The file total.tiff includes ALL the traffic to the server (IPv4 and IPv6),
while the other one (ipv6_only) is just IPv6 traffic. If you compare what is
only IPv4 (total-IPv6) vs. IPv6, we have:

        IPv4 IPv6 %
Users 118.41 GB 10.38 GB 8.77
Robots 253.65 GB 2.64 GB 1.04

Conclusion: The users traffic is rising. No robots support IPv6 today
(probably this could change with people like Google and others doing IPv6).

Different conclusions can be extracted looking at the number of visitors,
visits, pages, hits, etc.

Is clear, that this depends on the user profile, may be even the region ? In
some regions the awareness has been much stronger (and probably successful)
and more users turn on IPv6 in their clients.
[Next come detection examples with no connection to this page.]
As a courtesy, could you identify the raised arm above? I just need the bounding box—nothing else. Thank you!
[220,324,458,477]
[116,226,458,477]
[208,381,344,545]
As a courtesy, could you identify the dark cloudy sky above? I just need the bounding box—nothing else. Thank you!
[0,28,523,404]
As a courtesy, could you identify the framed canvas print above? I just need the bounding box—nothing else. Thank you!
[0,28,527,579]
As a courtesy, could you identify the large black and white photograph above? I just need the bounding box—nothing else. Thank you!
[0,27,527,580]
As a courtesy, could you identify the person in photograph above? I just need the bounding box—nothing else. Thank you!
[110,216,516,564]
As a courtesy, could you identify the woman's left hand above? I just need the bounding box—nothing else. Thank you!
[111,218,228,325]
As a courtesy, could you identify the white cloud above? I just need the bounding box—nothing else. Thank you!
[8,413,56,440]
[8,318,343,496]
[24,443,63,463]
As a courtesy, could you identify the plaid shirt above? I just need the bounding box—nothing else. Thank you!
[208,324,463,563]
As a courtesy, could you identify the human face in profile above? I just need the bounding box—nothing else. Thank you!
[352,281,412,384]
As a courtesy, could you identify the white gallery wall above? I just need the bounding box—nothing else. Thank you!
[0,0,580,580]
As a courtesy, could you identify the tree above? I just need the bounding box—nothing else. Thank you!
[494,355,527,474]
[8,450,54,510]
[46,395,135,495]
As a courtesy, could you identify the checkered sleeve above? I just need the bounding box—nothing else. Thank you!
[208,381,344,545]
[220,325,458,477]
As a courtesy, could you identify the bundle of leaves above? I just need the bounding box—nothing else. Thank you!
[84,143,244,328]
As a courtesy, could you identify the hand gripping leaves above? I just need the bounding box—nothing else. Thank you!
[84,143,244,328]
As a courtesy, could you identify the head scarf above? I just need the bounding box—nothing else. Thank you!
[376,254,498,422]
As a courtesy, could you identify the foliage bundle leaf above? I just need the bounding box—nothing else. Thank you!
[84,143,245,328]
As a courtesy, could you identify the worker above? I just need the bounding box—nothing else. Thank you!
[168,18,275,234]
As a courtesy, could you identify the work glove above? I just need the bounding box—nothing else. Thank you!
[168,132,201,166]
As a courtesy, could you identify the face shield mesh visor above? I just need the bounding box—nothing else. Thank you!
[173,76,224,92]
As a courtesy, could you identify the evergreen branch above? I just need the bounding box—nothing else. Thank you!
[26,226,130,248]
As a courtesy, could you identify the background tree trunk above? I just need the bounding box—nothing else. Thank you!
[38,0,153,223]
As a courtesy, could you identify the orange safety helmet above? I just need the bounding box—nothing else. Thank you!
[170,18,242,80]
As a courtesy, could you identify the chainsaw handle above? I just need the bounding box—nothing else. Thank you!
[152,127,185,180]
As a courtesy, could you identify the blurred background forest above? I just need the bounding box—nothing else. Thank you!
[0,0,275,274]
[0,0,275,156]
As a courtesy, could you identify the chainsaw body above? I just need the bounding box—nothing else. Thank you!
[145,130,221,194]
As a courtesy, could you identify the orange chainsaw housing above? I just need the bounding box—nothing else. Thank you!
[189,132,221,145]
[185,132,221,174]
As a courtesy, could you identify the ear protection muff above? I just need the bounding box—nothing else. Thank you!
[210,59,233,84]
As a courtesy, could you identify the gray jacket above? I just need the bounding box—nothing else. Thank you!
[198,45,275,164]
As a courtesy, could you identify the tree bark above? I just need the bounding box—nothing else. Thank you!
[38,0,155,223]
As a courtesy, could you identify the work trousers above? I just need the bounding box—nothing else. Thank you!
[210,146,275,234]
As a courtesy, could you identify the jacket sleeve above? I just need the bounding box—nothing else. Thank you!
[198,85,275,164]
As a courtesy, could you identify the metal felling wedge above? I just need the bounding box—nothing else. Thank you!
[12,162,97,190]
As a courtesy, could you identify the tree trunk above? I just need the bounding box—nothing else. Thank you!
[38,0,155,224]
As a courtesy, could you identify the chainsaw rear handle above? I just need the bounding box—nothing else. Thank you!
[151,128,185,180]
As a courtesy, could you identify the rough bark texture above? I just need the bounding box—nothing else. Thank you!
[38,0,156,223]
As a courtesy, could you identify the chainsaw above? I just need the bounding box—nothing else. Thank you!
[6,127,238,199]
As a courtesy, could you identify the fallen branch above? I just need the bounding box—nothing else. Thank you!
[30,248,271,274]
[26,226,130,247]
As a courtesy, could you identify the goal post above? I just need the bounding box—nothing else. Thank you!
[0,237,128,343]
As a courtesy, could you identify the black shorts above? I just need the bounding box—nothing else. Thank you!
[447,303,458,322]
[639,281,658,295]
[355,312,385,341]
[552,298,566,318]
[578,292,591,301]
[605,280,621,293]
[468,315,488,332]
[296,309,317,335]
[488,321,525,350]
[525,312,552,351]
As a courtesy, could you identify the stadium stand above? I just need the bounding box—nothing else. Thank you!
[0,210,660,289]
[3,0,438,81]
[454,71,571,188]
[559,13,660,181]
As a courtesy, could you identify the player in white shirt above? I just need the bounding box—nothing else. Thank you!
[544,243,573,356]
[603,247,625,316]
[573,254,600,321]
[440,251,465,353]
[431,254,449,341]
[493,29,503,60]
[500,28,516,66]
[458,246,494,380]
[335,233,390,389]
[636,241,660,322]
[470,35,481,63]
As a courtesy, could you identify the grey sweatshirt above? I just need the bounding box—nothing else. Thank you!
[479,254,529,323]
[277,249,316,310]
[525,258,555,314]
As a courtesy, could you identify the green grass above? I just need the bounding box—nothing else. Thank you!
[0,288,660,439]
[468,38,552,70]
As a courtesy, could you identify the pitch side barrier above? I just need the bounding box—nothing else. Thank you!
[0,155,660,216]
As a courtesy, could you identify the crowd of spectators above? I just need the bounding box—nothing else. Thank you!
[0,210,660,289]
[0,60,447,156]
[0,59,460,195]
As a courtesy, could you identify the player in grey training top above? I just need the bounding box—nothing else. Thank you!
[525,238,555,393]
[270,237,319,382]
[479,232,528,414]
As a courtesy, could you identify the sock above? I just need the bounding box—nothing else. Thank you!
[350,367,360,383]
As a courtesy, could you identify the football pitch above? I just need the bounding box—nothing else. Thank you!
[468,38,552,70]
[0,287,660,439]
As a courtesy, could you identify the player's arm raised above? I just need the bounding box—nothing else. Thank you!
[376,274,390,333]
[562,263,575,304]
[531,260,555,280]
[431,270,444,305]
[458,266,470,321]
Do you want to guess what will happen with Vista, which comes with IPv6
enabled by default ?

i don't like guessing, but if i were pressed, drunk or otherwise
intoxicated, i'd say default support in client software is not the single
bottleneck - being able to purchase v6 transit and have your v6 work as well
as your v4 is another one that you can't really get around. i'm not up to
date on these things, has someone figured out how we're multihoming with v6
yet and, more importantly, got vendors to agree on and implement it?

I disagree here. If the clients have IPv6 support, even if tunneled, which
is enabled most of the time automatically (6to4, Teredo, others), the
traffic is already increasing specially peer to peer. Of course, the quality
is not so good as having native support, but some times it works much better
that having to trouble with NAT boxes and so on.

It seems that the list doesn't like the attachments, anyway, the text show
the results for the awstats.

I believe that the same paper can be obtained for free from

Regards
Marshall Eubanks

P.S. I may have inadvertantly sent a blank reply to the list just before
this. (My web based email hiccuped.) If so, I apologize.